CHARACTERIZATION OF A PARTICULATE PRECURSOR AND RADIOISOTOPE INCORPORATION BY THYROID SLICES AND PARTICLE SYSTEMS

Robert G. Spiro 1 and Mary Jane Spiro 1

From the 1 From the Departments of Biological Chemistry and Medicine, Harvard Medical School, the Elliott P. Joslin Research Laboratory, and the Massachusetts General Hospital (Thyroid Unit), Boston, Massachusetts

This report presents a study of the biosynthesis of thryoglobulin from which information was obtained regarding several aspects of the biosynthesis of glycoproteins.

A bound protein was released from the thyroid particles with deoxycholate and after isolation was shown to have the carbohydrate composition, the immunochemical properties, and the electrophoretic behavior of soluble thyroglobulin.

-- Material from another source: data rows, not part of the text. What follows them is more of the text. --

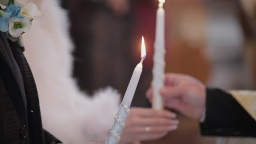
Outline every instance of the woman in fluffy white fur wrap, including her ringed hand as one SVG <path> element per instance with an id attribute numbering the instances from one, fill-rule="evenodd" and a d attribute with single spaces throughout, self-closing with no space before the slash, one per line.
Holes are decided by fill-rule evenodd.
<path id="1" fill-rule="evenodd" d="M 58 0 L 33 2 L 42 16 L 33 21 L 23 39 L 38 87 L 43 127 L 63 143 L 103 142 L 118 111 L 120 95 L 110 87 L 99 89 L 94 98 L 79 91 L 71 77 L 73 44 L 66 11 Z M 174 117 L 165 110 L 133 108 L 121 141 L 159 139 L 177 129 Z"/>

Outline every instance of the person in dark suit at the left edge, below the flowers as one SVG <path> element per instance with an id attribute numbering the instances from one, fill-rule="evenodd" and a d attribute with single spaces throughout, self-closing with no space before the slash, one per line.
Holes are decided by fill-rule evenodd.
<path id="1" fill-rule="evenodd" d="M 61 143 L 45 131 L 37 87 L 17 42 L 0 32 L 0 141 L 8 144 Z"/>

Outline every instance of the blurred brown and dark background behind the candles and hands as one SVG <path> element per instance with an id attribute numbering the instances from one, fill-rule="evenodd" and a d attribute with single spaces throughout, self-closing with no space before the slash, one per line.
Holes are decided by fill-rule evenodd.
<path id="1" fill-rule="evenodd" d="M 149 107 L 157 0 L 62 0 L 69 11 L 75 50 L 73 76 L 92 93 L 112 86 L 124 95 L 140 61 L 141 36 L 147 58 L 133 106 Z M 166 0 L 166 72 L 188 74 L 207 86 L 254 89 L 256 83 L 255 0 Z M 179 115 L 179 129 L 143 143 L 216 143 L 201 137 L 194 119 Z"/>

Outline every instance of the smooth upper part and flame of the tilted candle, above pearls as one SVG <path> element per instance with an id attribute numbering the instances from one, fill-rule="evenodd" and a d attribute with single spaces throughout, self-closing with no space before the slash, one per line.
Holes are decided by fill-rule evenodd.
<path id="1" fill-rule="evenodd" d="M 139 64 L 137 64 L 137 66 L 135 67 L 135 69 L 133 71 L 131 80 L 129 82 L 129 85 L 128 85 L 125 95 L 124 95 L 124 99 L 121 103 L 123 105 L 131 106 L 131 101 L 133 99 L 133 95 L 136 91 L 139 78 L 141 77 L 142 68 L 143 68 L 142 62 L 145 57 L 146 57 L 146 47 L 145 47 L 144 38 L 142 37 L 142 44 L 141 44 L 141 58 L 142 59 L 141 59 L 141 62 L 139 62 Z"/>

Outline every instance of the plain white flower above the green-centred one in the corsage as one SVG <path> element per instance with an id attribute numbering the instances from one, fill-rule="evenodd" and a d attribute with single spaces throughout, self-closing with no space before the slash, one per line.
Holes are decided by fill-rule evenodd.
<path id="1" fill-rule="evenodd" d="M 30 20 L 37 16 L 41 16 L 41 11 L 38 9 L 37 5 L 31 2 L 25 4 L 24 7 L 20 10 L 20 13 Z"/>

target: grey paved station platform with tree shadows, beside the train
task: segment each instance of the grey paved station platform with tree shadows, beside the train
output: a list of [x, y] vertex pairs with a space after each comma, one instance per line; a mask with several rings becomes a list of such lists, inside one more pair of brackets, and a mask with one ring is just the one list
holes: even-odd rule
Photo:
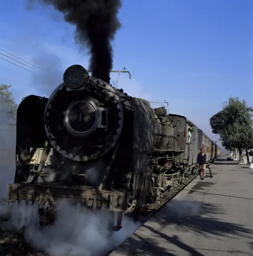
[[222, 157], [110, 256], [253, 256], [253, 170]]

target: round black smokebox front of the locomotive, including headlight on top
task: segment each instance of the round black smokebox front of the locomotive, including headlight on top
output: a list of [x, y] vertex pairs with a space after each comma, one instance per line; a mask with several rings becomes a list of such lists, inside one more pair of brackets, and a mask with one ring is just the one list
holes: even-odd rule
[[64, 83], [50, 96], [44, 116], [49, 142], [64, 157], [96, 160], [116, 144], [123, 110], [109, 82], [89, 76], [80, 65], [65, 71]]

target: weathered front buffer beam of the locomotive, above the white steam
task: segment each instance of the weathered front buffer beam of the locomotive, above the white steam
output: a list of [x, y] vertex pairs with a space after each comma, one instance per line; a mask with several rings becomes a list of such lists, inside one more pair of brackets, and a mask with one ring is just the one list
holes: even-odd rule
[[[34, 207], [35, 201], [38, 201], [40, 224], [41, 226], [49, 225], [55, 220], [57, 212], [55, 201], [63, 198], [73, 198], [73, 201], [76, 200], [78, 206], [82, 205], [92, 210], [101, 209], [103, 211], [105, 208], [109, 208], [108, 229], [113, 231], [118, 231], [122, 228], [123, 212], [127, 209], [127, 204], [131, 197], [131, 192], [125, 190], [99, 190], [92, 186], [60, 186], [59, 184], [9, 184], [8, 191], [9, 213], [8, 216], [5, 216], [5, 219], [12, 215], [12, 205], [15, 201], [18, 201], [20, 206], [22, 200], [25, 200], [26, 207], [28, 207], [29, 201], [32, 201], [32, 207]], [[115, 226], [114, 218], [116, 212], [118, 214]], [[4, 217], [2, 216], [3, 219]]]

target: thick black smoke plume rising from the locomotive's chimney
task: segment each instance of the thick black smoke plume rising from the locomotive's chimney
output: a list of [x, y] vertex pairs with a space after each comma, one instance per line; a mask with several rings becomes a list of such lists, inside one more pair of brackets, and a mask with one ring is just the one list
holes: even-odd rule
[[[30, 0], [31, 1], [31, 0]], [[121, 23], [121, 0], [41, 0], [63, 13], [76, 26], [76, 42], [90, 50], [90, 69], [95, 77], [109, 76], [113, 66], [111, 41]]]

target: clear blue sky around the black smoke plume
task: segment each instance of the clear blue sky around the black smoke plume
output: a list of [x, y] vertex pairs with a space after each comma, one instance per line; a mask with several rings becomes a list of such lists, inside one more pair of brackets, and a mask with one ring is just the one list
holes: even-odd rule
[[[0, 49], [43, 70], [34, 75], [0, 59], [0, 83], [13, 84], [17, 103], [29, 94], [48, 96], [70, 65], [88, 67], [75, 28], [52, 7], [35, 4], [28, 10], [26, 1], [0, 2]], [[132, 79], [121, 74], [118, 87], [152, 102], [166, 99], [171, 113], [186, 116], [211, 139], [218, 137], [209, 117], [229, 96], [253, 105], [252, 0], [122, 3], [113, 69], [126, 67]], [[111, 78], [115, 85], [117, 74]]]

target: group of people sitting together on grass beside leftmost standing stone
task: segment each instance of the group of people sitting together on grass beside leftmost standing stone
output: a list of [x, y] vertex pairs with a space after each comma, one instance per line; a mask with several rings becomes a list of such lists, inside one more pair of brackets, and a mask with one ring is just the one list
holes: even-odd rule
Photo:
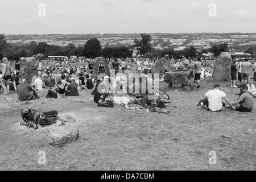
[[64, 98], [65, 96], [79, 96], [79, 90], [93, 89], [93, 80], [89, 74], [80, 73], [79, 77], [67, 73], [53, 74], [44, 72], [32, 78], [32, 84], [27, 84], [26, 79], [22, 79], [16, 88], [17, 101], [30, 101], [38, 99], [37, 91], [49, 89], [47, 98]]

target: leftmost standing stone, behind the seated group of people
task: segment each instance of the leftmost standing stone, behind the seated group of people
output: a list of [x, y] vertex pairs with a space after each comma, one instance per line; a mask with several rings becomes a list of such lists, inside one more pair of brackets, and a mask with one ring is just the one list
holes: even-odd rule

Radioisotope studies with thyroid slices with the use of 14C-labeled glucose or 14C-labeled leucine as substrate provided evidence that this particle-bound thyroglobulin-like protein is the precursor of the soluble thyroglobulin. In these incubations, the specific activities of all five monosaccharides, as well as of the leucine of the particle-bound protein were found to be considerably higher than those of the isolated soluble protein at all time intervals studied.

Additional evidence for this biosynthetic role of the particles was obtained from their ability to synthesize both the carbohydrate and peptide portions of the particle-bound thyroglobulin when incubations of cell-free particle systems with 14C-labeled glucose or leucine were performed.

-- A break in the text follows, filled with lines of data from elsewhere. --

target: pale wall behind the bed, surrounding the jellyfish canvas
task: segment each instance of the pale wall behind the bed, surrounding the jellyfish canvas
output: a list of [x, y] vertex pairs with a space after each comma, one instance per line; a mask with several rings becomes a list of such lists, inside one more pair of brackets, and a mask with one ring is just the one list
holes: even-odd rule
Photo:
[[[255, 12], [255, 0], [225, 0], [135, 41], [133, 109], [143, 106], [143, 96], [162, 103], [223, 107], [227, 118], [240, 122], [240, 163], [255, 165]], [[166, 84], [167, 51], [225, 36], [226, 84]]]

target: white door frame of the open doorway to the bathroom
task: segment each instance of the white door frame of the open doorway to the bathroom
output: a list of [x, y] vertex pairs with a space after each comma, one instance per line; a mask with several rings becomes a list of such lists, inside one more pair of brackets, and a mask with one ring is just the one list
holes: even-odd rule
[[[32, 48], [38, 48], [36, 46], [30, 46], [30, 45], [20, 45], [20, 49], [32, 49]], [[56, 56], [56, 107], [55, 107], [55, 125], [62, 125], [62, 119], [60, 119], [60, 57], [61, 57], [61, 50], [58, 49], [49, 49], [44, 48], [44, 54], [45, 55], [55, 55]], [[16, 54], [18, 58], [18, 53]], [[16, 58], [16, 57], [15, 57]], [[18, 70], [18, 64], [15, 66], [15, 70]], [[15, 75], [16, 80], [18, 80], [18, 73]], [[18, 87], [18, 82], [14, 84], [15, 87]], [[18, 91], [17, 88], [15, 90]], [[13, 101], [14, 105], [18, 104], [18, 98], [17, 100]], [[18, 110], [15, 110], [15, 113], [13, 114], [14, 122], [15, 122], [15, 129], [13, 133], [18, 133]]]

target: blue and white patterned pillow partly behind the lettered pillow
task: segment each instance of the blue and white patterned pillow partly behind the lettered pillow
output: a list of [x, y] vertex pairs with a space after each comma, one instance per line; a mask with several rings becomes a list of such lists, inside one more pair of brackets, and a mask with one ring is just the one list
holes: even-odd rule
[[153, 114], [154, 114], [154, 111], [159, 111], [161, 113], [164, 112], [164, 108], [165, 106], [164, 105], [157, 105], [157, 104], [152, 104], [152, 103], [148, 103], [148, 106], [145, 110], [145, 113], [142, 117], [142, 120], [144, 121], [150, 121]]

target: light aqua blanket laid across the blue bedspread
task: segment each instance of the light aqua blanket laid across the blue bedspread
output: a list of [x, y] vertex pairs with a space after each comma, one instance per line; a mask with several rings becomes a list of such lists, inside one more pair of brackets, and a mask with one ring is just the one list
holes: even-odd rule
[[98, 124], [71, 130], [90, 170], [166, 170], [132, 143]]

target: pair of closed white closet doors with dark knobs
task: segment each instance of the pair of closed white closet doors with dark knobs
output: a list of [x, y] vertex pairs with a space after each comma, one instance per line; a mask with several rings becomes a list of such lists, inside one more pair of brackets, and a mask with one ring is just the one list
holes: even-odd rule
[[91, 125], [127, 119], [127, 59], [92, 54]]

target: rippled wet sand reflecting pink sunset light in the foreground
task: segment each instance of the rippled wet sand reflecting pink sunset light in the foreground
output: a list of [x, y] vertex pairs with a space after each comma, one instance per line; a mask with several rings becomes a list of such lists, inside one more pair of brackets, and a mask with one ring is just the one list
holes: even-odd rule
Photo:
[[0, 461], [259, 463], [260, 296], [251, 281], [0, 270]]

By enzymatic degradation of the radioactive particle-bound and soluble thyroglobulins, it was possible to show that radioactivity was incorporated into both types of carbohydrate units, as well as into various peptide fractions, suggesting that true synthesis of the molecules was taking place.

Incubations carried out in the presence of puromycin, both with slices and particle systems, indicated that the peptide portion of the thyroglobulin molecule is synthesized prior to the attachment of the carbohydrate and moreover supported the possibility that the synthesis of the carbohydrate portion occurs by a stepwise process.

Studies on the iodine of the thyroglobulin molecule indicated that although some iodination takes place at a particulate site, a significant additional portion must take place at another location.

In this report attention is called to the special precautions which have to be taken in the performance of ribonucleic acid determinations in the thyroid in order to avoid the overestimation of this nucleic acid which may result from the large amount of carbohydrate present in this tissue in the form of thyroglobulin. Mention is also made of the observation that thyroglobulin is soluble in ethanol after trichloroacetic acid or perchloric acid precipitation.